I was in the middle of the Caution zone with respect to Caretaker tendencies like “avoiding conflict…becoming overcommitted…taking on too much responsibility for problems; rescuing or enabling others”.
I must say my career became easier once I realized that there was nothing that I could single-handedly do that was going to save any of the places I worked from the inevitable outcome of its death spiral, once the gyring began.
So I think my self-assessment was pretty true. But, hey, it was a self-assessment. At this point in my career – since I’m no longer working full-time anywhere, but do the free-lance thing – I don’t really care to have anyone else evaluate me, thank-you. (Especially NF, FN, or nasty-boy DM.)
I will say that I was an occasional actor in a workplace drama. Early on, my cameos tended to involve breaking into tears.
Once I completely lost it with someone in my group who was ridiculously, out-of-her-mind bugging me. My outburst was brief, and I felt better until I realized that she was, in fact, out of her mind and had substantial mental health issues. Oh, well, I’m an MBA, not a psychologist.
My most highly dramatic, near-leading role was, I guess, when I got into an argument with my boss (the president of a small software company) about how we were going to talk to the survivors in the aftermath of a major lay-off we had planned.
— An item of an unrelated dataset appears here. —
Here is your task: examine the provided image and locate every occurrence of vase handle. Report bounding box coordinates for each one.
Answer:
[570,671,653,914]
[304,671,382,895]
We went back and forth for a while about how to position the lay-off, and we were in completely different camps.
In my swan statement on the matter, I told him, “You say what you’re going to say. I’ll say what I’m going to say. And we’ll see who they believe.’
All of a sudden my name was on that lay-off list.
Although I realized that he was going to fire me, it never occurred to me to apologize.
And all these years later I still know that I was right and he was wrong.
I was short-term distraught to be fired, and long-term delighted.
What’s work without a bit of drama now and then.